17. He wanted to remind the Court in respect of the Tata Cellular''s case reported in Tata Cellular Vs. Union of India, . In its paragraphs 93 and

113 it is said that the duty of the Court is to confine itself to the question of legality i.e. (i) whether a decision making authority exceeded its

powers? (ii) committed an error of law: (iii) committed a breach of the Rules of the natural justice; (iv) reached a decision which no reasonable

Tribunal would have reached or (v) abused its powers. Similarly, by showing paragraph 113 he wanted to say that the modem trend points to

judicial restraint in administrative order. He said that the Writ Court does not sit on Appeal but raises issues to show the manner in which the

decision was made. I have no doubt in my mind in respect of such ratio of the judgement.
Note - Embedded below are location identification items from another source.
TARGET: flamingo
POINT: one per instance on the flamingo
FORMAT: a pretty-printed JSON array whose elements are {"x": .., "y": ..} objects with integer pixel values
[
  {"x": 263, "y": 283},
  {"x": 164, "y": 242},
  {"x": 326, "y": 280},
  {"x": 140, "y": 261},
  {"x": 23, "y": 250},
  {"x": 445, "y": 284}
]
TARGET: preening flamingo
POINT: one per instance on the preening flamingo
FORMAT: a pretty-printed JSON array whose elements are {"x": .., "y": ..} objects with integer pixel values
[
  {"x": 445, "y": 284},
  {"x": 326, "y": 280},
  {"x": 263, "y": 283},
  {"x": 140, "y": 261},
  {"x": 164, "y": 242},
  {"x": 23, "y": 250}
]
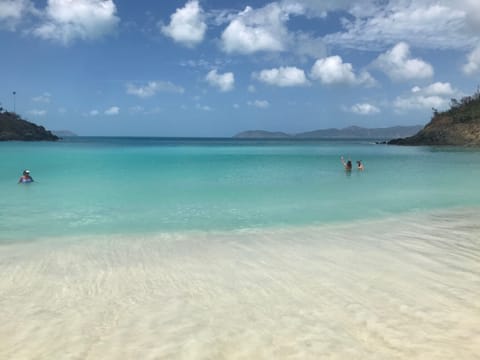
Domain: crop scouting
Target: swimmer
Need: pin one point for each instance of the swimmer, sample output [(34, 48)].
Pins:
[(360, 166), (25, 178), (346, 164)]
But, according to me. such judgement is delivered on an

administrative order. However, it is well-settled that since the Tribunal is a final fact finding authority Writ Court has enough power to consider

legality or validity of the order which is also the true import of the judgment referred by Mr. Chattejee. The only question is that whether in the garb

of such review the Writ Court is entering into the arena of the facts and behaving like a Court of Appeal or not. I believe that this is not such a case

which by now everybody understood. However, taking into account all aspects of the matter I am of the view that the decision and award made

by the Learned Judge, 8th Industrial Tribunal dared 7th August, 2002 is justifiable and should not be interfered with. Therefore, the writ petition

stands dismissed. However, no order is passed as to costs. Let an urgent Xeroxed certified copy of this judgement, if applied for, be given to the

Learned Advocates for the parties within two weeks from the date of putting the requisites.